Undoubtedly, the massive shift to remote work during the global pandemic has had a profound impact on how people think about when and where they want to work, leading to difficulty for businesses in retaining talent.

According to Skillsoft’s survey of more than 2300 workers or people looking for work across Australia, Malaysia, and Singapore, 89% wanted at least one COVID-19 practice adopted permanently in their day-to-day lives. On average, just 11% of respondents were happy to return to how things were.

The trouble is, once everything started to reopen, businesses expected employees to jump back on the 9-5 bandwagon, picking up where they left off pre-pandemic. Employees are reacting to that expectation, deciding they’d rather ditch the commute and daily office grind.

Here’s why businesses need to put their employees’ career progression first in order to avoid losing top talent.

Employee experience

The concept of employee experience has been gaining traction among business decision makers. A study by Deloitte found that 84% of survey respondents rated improving employee experience as important, and 28% identified it as one of the three most urgent issues facing their organisation.

A great employee experience improves retention, discretionary effort, and work performance, which all lead to improved financial outcomes. MIT research shows that enterprises with a top-quartile employee experience achieve twice the innovation, double the customer satisfaction, and 25% higher profits than organisations with a bottom-quartile employee experience

Delivering a great employee experience requires thinking about every touchpoint with your organisation to create an integrated, holistic experience. Employee experience is about more than a ping pong table and a beer trolley.

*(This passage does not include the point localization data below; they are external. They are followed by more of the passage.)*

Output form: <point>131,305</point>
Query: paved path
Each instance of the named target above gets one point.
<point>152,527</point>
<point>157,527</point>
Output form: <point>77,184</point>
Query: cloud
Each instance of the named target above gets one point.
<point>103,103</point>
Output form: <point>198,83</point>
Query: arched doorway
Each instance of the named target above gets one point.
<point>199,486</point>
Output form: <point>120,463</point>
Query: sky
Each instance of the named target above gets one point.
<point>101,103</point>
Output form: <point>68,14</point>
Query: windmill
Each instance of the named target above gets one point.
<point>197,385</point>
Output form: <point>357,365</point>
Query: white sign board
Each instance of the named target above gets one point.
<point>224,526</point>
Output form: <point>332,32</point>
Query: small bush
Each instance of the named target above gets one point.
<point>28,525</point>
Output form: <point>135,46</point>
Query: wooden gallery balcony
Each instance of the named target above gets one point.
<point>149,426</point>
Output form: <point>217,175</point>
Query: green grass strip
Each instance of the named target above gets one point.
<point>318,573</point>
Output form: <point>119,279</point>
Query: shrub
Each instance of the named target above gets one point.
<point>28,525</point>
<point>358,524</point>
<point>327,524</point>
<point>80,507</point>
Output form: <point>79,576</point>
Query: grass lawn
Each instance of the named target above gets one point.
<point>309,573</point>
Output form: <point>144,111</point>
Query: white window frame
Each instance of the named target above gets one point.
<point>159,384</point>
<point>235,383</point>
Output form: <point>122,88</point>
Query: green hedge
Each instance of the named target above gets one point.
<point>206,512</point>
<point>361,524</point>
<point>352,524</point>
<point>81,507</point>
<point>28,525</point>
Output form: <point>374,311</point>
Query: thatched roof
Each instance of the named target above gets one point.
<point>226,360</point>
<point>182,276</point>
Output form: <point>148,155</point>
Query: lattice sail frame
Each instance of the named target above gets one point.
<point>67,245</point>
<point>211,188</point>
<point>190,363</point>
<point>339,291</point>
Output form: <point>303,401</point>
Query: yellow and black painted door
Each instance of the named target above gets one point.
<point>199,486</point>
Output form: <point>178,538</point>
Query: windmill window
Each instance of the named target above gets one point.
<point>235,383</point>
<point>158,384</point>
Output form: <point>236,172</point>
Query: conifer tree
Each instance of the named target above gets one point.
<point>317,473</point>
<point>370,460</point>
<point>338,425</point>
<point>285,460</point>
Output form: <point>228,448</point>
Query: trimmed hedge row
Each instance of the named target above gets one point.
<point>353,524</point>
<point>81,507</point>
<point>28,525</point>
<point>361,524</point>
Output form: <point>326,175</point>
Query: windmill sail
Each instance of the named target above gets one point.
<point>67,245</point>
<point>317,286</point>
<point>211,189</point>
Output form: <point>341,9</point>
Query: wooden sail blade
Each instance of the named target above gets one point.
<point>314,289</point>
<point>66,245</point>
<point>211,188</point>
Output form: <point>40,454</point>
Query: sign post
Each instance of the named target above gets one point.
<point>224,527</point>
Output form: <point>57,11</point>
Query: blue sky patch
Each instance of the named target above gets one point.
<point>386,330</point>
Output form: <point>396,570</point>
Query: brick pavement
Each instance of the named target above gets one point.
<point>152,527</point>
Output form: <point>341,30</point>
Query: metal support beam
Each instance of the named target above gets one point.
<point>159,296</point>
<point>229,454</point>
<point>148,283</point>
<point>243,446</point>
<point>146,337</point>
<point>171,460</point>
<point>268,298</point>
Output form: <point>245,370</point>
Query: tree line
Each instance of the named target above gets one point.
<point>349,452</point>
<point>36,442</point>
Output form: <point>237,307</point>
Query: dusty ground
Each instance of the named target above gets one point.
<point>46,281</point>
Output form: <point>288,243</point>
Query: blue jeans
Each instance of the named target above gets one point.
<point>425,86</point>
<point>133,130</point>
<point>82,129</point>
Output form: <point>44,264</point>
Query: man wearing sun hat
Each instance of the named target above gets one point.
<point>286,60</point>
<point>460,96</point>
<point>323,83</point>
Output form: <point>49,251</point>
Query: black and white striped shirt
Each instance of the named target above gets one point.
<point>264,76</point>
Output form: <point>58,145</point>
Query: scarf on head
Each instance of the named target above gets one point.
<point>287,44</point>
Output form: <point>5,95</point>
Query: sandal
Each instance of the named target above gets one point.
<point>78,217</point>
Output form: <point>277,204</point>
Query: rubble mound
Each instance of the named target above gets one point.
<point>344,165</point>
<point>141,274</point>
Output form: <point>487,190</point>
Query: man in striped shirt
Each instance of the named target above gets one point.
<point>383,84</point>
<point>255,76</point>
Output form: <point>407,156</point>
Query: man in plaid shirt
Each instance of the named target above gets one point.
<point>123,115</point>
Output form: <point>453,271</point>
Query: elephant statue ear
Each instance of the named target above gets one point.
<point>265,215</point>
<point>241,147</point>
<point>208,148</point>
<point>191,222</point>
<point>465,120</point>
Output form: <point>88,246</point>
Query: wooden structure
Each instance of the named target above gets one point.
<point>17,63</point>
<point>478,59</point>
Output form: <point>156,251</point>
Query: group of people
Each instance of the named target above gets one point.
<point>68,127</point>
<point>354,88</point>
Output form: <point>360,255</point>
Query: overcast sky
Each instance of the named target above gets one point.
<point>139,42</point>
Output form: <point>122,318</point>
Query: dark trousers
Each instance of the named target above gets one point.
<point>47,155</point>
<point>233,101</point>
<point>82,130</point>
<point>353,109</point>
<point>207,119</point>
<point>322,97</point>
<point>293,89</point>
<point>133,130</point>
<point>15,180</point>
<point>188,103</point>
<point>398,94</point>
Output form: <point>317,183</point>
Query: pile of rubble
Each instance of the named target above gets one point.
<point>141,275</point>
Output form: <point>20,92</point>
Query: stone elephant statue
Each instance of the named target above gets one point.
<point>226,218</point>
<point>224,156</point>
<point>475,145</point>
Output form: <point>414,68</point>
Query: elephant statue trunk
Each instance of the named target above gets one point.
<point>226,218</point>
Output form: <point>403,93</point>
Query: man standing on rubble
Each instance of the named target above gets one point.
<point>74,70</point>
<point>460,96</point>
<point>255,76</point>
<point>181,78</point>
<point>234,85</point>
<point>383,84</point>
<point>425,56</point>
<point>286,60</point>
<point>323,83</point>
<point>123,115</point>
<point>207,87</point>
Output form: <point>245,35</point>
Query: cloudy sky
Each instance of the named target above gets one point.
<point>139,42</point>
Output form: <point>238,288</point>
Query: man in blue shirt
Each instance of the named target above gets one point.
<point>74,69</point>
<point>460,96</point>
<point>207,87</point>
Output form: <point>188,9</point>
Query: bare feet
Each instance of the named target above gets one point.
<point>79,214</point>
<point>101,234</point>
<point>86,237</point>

And herein lies the challenge — the components of a great employee experience are varied and dispersed across different tools and people throughout your organisation. So how do you glue these pieces together to make your employee experience consistent and enjoyable?

Offer opportunities for growth

People love to learn and feel they have opportunities to progress, which is why a great employee experience includes having the opportunity to grow.

According to Skillsoft’s Global Knowledge IT Skills and Salary Report, for the third consecutive year, respondents that switched employers within the past year cited a lack of growth and development opportunities as their top reason for doing so (59%), taking precedence over better compensation (39%) and work/life balance (31%).

When employees do not feel inspired, and the company does not support their progression, their eyes will wander towards the job market. That is why companies are offering more career mobility opportunities, which support employees who want to move across different departments or even change their occupations.

To start career planning in your organisation, you need to start by building individual employee profiles, including their interests, experience, skills, and competencies. Starting with the employee’s interests, map what they are interested in working on against their current role but also against aspirational roles or currently open roles. You can then identify the skills the employee needs to progress and recommend the relevant training. Then you can design and create an individual development plan based on their potential within your organisation.

Track goals and provide learning recommendations

Once the development plan is in place, it will be imperative to check in on how employees are tracking against their goals and continue to provide learning recommendations to help them achieve those goals. Continuous feedback and on the spot learning, will help build a culture of learning and development across the organisation.

A growth-based culture rewards learning and creates talent agility. High-performing organisations treat employee satisfaction as a business objective and, as a consequence, link their employees’ development and career progression to business results.

If you want a thriving workforce, successful business, and happy customers, you need to start with your employees. How you treat them will have a knock-on effect that ripples throughout your company.

As we approach the New Year, make the time to examine your employee experience and, where necessary, get started on making positive changes.